Mais Diamant répondit : « Ô roi du temps, je sais que ma tête est entre tes mains, et je suis prêt à m’en séparer sans trop de regrets. Toutefois, jusqu’à présent, le point le plus important de cette histoire n’est pas suffisamment élucidé pour mon esprit, car je ne sais pas encore pourquoi le septième nègre est allé se réfugier précisément sous le lit de la princesse Mohra, et non pas dans un autre endroit de la terre, et surtout comment il se fait que cette princesse ait consenti à le garder à demeure ! Fais-moi donc savoir comment la chose s’est passée ; et une fois que je le saurai, je ferai mes ablutions et je mourrai. »
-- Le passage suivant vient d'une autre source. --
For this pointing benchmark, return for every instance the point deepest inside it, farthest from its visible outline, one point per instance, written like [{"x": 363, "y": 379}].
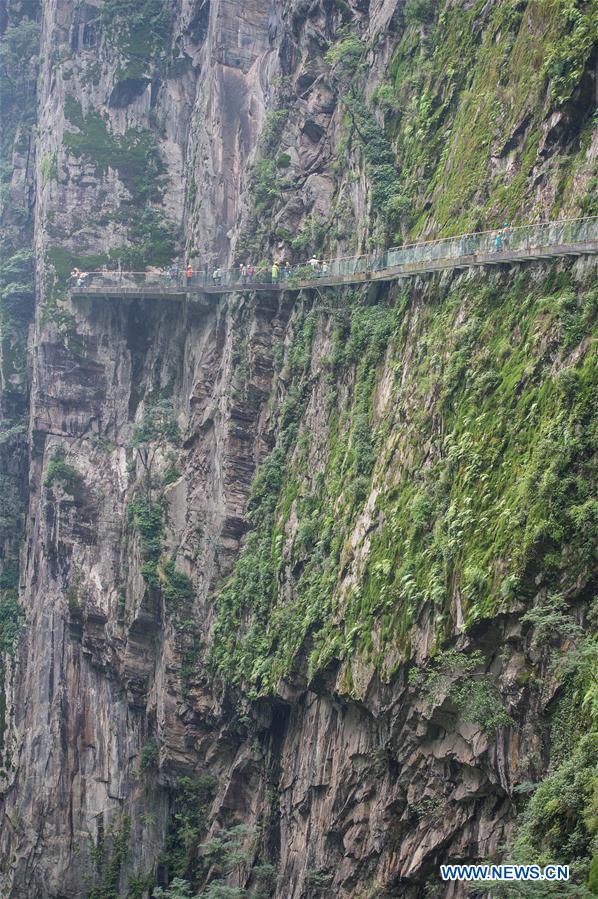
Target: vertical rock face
[{"x": 279, "y": 550}]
Lorsque le roi Cyprès eut entendu ces paroles de Diamant, il fut prodigieusement surpris. Car il ne s’attendait pas à une telle question, et il n’avait d’ailleurs jamais eu la curiosité de connaître lui-même les détails que réclamait Diamant. C’est pourquoi, ne voulant pas paraître ignorer une si importante question, il dit au jeune prince : « Ô voyageur, ce que tu me demandes là est du domaine des secrets d’État, et si je venais à te le révéler, j’attirerais sur ma tête et sur mon royaume les pires calamités. C’est pourquoi je préfère te faire grâce de la vie et de ta tête, et te pardonner ton indiscrétion ! Hâte-toi donc de sortir du palais, avant que je revienne sur ma décision de te laisser aller en liberté ! »
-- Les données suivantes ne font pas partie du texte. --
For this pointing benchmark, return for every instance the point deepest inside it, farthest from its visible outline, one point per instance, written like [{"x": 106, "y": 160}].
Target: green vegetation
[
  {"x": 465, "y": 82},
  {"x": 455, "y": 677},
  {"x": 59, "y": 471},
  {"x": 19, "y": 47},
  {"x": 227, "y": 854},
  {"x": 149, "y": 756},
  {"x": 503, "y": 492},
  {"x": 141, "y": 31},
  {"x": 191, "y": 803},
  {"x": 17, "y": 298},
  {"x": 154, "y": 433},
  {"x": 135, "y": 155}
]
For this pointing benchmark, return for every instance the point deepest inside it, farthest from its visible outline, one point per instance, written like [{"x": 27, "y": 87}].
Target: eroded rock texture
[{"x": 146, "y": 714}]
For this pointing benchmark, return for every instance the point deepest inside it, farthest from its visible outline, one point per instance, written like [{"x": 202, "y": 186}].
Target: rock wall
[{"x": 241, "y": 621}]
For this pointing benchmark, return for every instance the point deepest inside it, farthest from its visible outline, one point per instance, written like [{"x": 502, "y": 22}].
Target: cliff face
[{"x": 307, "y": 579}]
Et Diamant, qui n’espérait pas se sauver à si bon compte, embrassa la terre entre les mains du roi Cyprès, et, instruit désormais de ce qu’il voulait tant connaître, il sortit du palais en rendant grâces à Allah qui lui avait octroyé la sécurité. Et il alla prendre congé de son jeune ami, le bel adolescent Farah, qui versa des larmes sur son départ. Puis il monta sur la terrasse et brûla un des poils de Simourg. Et aussitôt le Volant, précédé d’un souffle de tempête, apparut devant lui. Et, s’étant informé de son désir, il le prit sur son épaule, lui fit traverser les sept océans, et le fit entrer avec cordialité et bienveillance dans son habitation. Et il lui fit prendre là un repos de quelques jours. Après quoi il le transporta auprès de la délicieuse reine Aziza, au milieu des roses qui s’accordaient avec leurs boutons. Et il trouva cette délicieuse-là qui pleurait son absence et soupirait après son retour, ses joues devenues semblables à la fleur du grenadier. Et, en le voyant entrer, accompagné d’Al-Simourg le Volant, son cœur défaillit, et elle se leva en tremblant comme la biche qui rappelle. Et Al-Simourg le Volant, pour ne pas les gêner, sortit de la salle et les laissa se reconnaître à leur aise. Et quand il rentra, au bout d’une heure de temps, il les trouva encore enlacés, splendeurs sur splendeurs.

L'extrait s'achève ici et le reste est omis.